The Mexican poet–critic Octavio Paz described Nehru as one who “belonged to a double anti-tradition” (Paz 1967: 15–16). Educated at Harrow and Cambridge, Nehru developed close links with European culture and, as Paz points out, “drew inspiration from the rebellious and heterodox thought of the West” (Paz 1967: 15–16). On the other hand, Nehru’s other lineage is traced by Paz back to his ancestors who “had frequented the Mogul court and had absorbed Persian and Arabic heritage,” and to his family tradition from which “he had a vein of heterodoxy vis-à-vis Hindu traditionalism” (Paz 1967: 15–16). Nehru has written in his autobiography how he was “accused by some leaders of the Hindu Mahasabha” of his “ignorance of Hindu sentiments” because of his “defective education and general background of ‘Persian’ culture” (Nehru 1980: 169). To this accusation Nehru had to say: “What culture I possess, or whether I possess any at all, is a little difficult for me to say” (Nehru 1980: 169). Nehru here highlights a kind of identity that Zygmunt Bauman has called: “nomads” of “modernity” (1998: 24).
In his own admission, though India was in Nehru’s “blood,” he “approached her almost as an alien critic,” and “[t]o some extent… came to her via the West” (Nehru 1994: 50, italics mine).
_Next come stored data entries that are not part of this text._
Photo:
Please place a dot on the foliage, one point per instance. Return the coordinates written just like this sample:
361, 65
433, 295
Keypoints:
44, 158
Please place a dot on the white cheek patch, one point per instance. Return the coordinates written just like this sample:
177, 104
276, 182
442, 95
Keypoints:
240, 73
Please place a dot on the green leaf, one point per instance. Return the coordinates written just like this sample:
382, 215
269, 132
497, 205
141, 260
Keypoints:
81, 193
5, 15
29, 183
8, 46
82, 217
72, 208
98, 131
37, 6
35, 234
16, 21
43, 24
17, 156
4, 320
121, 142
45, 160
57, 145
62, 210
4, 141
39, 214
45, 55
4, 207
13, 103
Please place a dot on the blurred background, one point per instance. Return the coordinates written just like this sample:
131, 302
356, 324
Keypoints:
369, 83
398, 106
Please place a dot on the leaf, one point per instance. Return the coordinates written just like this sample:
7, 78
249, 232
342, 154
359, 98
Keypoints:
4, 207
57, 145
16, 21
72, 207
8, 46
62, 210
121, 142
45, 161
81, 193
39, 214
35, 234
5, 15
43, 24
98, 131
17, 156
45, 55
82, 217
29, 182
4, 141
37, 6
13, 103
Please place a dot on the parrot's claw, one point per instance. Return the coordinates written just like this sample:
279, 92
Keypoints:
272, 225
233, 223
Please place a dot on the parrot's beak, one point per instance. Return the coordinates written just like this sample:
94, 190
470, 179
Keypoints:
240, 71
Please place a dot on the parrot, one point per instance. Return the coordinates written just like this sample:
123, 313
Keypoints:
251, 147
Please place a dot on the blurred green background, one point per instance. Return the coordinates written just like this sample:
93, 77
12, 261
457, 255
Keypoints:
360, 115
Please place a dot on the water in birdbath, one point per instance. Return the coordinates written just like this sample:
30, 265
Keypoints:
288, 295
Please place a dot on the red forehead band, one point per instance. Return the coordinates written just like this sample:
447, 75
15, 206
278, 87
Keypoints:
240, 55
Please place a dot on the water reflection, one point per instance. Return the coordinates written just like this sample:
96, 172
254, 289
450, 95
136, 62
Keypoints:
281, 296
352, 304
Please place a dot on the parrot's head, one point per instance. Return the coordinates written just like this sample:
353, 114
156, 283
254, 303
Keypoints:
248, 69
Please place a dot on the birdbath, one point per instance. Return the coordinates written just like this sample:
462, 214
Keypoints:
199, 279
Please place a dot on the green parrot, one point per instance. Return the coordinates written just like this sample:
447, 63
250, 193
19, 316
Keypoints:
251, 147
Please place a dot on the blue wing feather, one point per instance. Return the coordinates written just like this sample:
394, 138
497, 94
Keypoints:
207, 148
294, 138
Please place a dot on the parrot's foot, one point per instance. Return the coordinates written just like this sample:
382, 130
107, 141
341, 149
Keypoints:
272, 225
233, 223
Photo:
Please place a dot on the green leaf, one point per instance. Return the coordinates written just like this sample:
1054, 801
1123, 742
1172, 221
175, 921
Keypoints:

This unique predicament of a cultural identity, which is part insider and part outsider, undergoes a partial sense of apology. It is also inflicted upon them by so-called “culturally rooted” people, who force them, in the words of Bauman, “to prove the legality of their presence” (1998: 26). The demand for such legality is cultural in nature, and throws open a debate about the relationship between culture, history and ethics. Colonialism intervenes into this debate in a complicated manner.